Spend some time today reflecting on what Jesus meant when he preached about the Kingdom of God, sometimes translated the Reign of God, and how that Reign of God has played out in your individual and beautiful life.
Pull out a big piece of paper or a journal and make a timeline of your life. If you’re like me and not super artistic, it’s okay to just make a straight line going from the day you were born to today. If you have a mind for drawing or creating and want this to be beautiful, make a project of it! Start by marking moments of importance according to Chronos time, maybe important events in childhood, graduations, weddings, funerals, new jobs, moves, births. Now mark moments of Kairos. (It’s okay if they overlap with Chronos time! A birth can be both things, can’t it?)
What are the significant spiritual moments in your timeline? When did time stand still? When did the meaning of your life clarify? Mark those moments, and spend some time reflecting on them.

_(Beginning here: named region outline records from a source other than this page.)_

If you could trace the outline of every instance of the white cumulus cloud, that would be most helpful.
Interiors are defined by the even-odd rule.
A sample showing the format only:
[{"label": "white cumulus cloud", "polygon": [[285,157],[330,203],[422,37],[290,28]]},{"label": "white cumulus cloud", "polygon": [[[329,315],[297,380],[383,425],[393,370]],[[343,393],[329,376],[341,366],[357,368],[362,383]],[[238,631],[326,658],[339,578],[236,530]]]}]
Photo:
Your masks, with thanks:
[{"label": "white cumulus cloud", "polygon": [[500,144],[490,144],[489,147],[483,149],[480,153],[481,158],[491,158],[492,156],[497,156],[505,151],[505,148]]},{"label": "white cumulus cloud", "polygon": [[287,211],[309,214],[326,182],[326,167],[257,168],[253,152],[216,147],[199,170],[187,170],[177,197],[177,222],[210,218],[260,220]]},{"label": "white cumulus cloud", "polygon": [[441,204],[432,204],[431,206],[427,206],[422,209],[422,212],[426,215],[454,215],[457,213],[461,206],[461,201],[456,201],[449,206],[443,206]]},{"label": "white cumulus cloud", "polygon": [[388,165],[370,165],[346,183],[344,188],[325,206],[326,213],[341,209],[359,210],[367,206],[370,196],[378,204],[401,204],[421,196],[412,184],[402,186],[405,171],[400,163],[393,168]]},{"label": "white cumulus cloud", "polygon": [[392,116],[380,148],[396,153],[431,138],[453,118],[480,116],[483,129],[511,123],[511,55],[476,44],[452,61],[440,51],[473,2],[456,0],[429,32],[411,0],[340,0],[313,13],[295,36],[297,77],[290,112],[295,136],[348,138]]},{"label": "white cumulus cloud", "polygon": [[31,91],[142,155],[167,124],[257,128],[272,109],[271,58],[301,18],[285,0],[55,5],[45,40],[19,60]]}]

What did those moments feel like? What did you experience? How did they change your trajectory, your character?
This might be an all-week practice, remembering and reflecting on your moments of Kairos. Once you’ve gotten it all down, take some time to pray with your timeline in hand, to let yourself sit with the memories and the moments. Let yourself, in a way, hover above the story you’ve written and drawn along that timeline, both the Chronos story and the Kairos story. Where has God met you? Where has life been a reminder of divine love? What does the Really Real mean to you?
Ask God to give you courage to live in the Really Real. Pray that you would look for it, and seek it with all your heart.